For Vejas, being a part of fashion's new generation of designers means owning up to how destructive to our planet the industry is, and doing his part in sparking real change. "It implies taking responsibility for being one of the world's most polluting and unethical industries through concrete actions and informed decisions," he says.

Sustainable and ethical manufacturing aside, the future also depends on the industry changing its ways. "The future of the fashion industry is an overarching restructuring of the globalized supply chain," he says. "I hope we can move toward a circular economy. This will not be achieved without significant investment from the top tiers of the industry; the current misallocation of corporate resources is an injustice to our collective future. This close to a billion euros raised by the French conglomerates for Notre-Dame, a building, is a case in point."

Tyler Lambert of Lambert

Photos courtesy of Lambert

Twenty-two-year-old Tyler Lambert may have launched his namesake label Lambert back in 2012, but he's been designing for it for a full decade; he began sewing and piecing together found objects—from clothing to drapes and napkins—at the age of 12.

Growing up in a small Wisconsin town, Lambert got his start selling his pieces at local boutiques and through social media, drawing inspiration from his childhood and small-town roots to create his line of what he describes as "essential streetwear," from pinstriped, sporty tennis skirts to cropped hoodies and flannels.

It wasn't until Kylie Jenner wore a handful of his pieces back in 2016, truly putting him on the map, that he was provided with the means to take his brand to the next level and open an online store—which proves the power of Instagram in moving the fashion needle.

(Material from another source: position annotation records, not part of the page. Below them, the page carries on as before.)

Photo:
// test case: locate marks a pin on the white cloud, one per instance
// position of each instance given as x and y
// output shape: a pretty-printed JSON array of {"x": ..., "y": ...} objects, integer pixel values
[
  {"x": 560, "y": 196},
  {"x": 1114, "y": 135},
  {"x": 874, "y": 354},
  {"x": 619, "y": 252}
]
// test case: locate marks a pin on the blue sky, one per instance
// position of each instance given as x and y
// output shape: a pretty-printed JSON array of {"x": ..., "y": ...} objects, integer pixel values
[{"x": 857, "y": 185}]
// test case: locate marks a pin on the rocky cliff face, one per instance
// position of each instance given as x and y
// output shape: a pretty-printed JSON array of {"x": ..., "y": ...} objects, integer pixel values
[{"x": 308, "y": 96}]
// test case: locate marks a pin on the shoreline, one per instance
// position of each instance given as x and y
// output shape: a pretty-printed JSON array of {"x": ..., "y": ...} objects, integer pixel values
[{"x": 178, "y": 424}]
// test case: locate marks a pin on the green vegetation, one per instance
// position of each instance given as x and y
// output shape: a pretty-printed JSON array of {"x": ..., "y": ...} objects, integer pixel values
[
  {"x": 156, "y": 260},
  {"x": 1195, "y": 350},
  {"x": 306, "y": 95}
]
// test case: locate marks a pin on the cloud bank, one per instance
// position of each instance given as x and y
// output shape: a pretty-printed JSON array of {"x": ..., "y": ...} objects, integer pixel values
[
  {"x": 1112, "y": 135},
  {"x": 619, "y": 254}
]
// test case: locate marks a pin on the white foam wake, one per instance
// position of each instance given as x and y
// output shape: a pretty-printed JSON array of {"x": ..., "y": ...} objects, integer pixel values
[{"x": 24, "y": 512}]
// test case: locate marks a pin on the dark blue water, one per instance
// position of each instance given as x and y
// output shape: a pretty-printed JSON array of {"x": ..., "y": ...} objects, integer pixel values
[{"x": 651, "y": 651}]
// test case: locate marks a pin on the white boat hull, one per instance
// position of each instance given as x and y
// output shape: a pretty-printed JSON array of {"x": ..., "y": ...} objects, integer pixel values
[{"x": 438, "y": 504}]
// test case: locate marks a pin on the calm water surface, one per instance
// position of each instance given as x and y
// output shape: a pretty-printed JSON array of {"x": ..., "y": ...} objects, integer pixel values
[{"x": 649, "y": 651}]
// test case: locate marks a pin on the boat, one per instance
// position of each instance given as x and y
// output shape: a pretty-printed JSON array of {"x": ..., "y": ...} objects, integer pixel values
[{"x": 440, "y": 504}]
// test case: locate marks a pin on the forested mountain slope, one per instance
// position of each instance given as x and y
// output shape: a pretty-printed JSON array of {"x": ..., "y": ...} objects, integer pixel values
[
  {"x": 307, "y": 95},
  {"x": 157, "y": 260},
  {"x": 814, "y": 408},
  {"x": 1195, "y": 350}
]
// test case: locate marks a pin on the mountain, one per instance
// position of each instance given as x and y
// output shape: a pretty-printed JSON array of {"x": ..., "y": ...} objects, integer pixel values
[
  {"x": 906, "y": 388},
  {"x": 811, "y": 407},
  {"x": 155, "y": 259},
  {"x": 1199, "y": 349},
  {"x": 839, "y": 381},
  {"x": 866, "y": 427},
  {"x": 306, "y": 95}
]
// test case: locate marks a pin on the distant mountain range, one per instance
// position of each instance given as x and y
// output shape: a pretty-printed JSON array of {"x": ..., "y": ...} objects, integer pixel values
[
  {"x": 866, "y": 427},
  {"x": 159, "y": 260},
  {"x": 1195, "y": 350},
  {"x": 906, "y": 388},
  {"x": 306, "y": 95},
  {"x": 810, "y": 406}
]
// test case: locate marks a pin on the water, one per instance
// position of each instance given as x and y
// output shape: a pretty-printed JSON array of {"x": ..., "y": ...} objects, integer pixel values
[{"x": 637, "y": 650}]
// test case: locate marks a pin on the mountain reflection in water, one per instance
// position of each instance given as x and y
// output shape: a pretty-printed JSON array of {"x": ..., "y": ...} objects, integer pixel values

At the same time, Lambert also feels that technology and social media are the downfall of fashion design. These advancements make it easy for anybody to pump out a clothing line and promote it, which takes away from the true art of design. He says, "I'm not yet decided on whether or not this scares me about the future of the fashion industry."

So, while Lambert is certainly grateful for social media putting him and his brand in the spotlight, he still enjoys running his brand as "old-school" as he can: building a natural fan base and not buying followers, being present for trunk shows and meeting his customers in person, and taking the time to email with them directly.